Many people say they can’t imagine limiting the flights they take for business or pleasure, or to see family. But video conferencing can reduce the amount of business trips people need, even when face-to-face meetings are still important.
Amy Snover heads the Climate Impacts Group at the University of Washington. She said nothing can replicate the “hallway conversations” that occur at big scientific conferences. But some business travel is becoming more avoidable.
When she was invited with four other scientists to give congressional briefings in Washington, D.C., the group prepared and got to know each other through video conferencing and cut back on preparatory trips that way.
“When we got to D.C., we gave each other hugs as though we’d known each other for a long time, and we’d never met in person,” she said.
In addition to cutting back on flights whenever possible, it’s better to make efficient use of jet fuel, so flying economy class is better in terms of carbon emissions.
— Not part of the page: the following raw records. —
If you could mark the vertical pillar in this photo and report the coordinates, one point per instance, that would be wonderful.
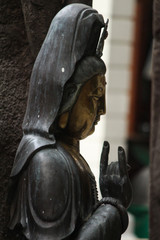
(155, 130)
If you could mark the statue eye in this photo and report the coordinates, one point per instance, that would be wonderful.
(96, 98)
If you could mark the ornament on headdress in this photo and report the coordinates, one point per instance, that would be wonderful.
(99, 50)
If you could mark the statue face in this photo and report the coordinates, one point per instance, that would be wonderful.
(86, 112)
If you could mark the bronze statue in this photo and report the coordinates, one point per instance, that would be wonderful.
(54, 193)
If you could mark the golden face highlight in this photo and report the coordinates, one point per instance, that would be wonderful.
(88, 108)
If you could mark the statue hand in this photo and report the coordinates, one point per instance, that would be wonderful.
(114, 180)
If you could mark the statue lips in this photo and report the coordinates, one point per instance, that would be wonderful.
(97, 119)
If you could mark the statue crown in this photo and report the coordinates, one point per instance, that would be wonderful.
(99, 50)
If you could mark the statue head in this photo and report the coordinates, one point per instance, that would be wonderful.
(71, 40)
(83, 99)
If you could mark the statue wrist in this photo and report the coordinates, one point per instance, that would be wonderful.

While the Washington Legislature is looking at more far-reaching measures to tax carbon statewide, companies like Microsoft are imposing their own internal price on carbon to help employees consider the trade-offs. And local governments are taking lessons from that.
“We started thinking about a price on carbon to inform our decision-making,” said Megan Smith, who directs climate and energy initiatives for King County. “We wanted to be able to look really into the future and think about not just the cost of that investment today, but how will it affect our energy and water use in the future.”
County employees met with Microsoft to learn from the company's efforts to curb carbon emissions and developed what she calls “a shadow price” on carbon to inform purchasing decisions.
"So we’ve started to use a cost of carbon when we’re evaluating things like a decision to go to battery buses," Smith said. "And we did indeed go to a commitment to purchase 120 battery buses by 2020."
The carbon-pricing concept also led to King County’s decision to join Starbucks, REI, Sound Transit and others in subscribing to a wind energy project through Puget Sound Energy’s Green Direct program. Smith says King County has also committed to constructing 10 “zero-energy” buildings by 2020.